Что же мне спрашивать с таких же, как и я, людей. Хотя они и рабы,
но души их пребывают на небесах высочайших, в церкви первенцов торжествующих.
Как и Христос пречистыми устами своими сказал: "Не обижайте
малых сих, ибо ангелы их видят лицо Отца моего". И никогда
не жаловалась на рабов, которые плохо работали, и за то много ругали
ее свекровь и муж. Она же всю надежду на Бога и на Пречистую Богородицу
возлагала и великого чюдотворца Николу на помощь призывала, от него
же помощь принимала".
Когда сегодня защитники церкви говорят, что она всегда была против
рабства, особенно это любят подчеркивать католические богословы,
что крепостное право сперва исчезло в католических странах, а затем
уже в протестантских.
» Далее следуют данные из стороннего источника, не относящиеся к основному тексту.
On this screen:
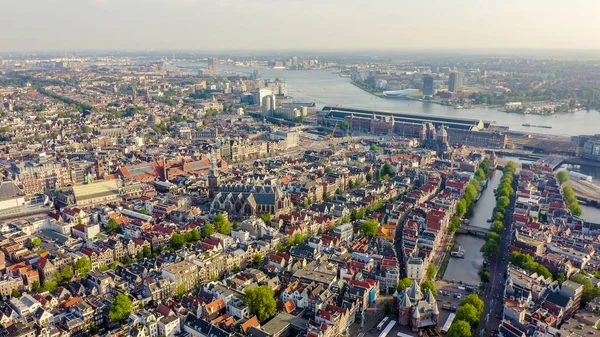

Могли бы добавить, что в православной России
крепостное право было отменено в последнюю очередь. Но ведь при
этом используются только некоторые, выборочно поданные исторические
факты.
Например, действительно, в 1462-м году папа Пий Второй объявил
рабство великим преступлением, но в 1454-м году папа Николай Пятый,
его предшественник, в энциклике одобрил и благословил христиан,
которые обращают мусульман, язычников и прочих неверных в рабство.
На протяжении всего 16-го века идет полемика вокруг того, можно
ли обращать в рабство индейцев? Впервые голос против такой политики
возвысил испанский богослов Барталамео - Бартоломео де Лас Касас.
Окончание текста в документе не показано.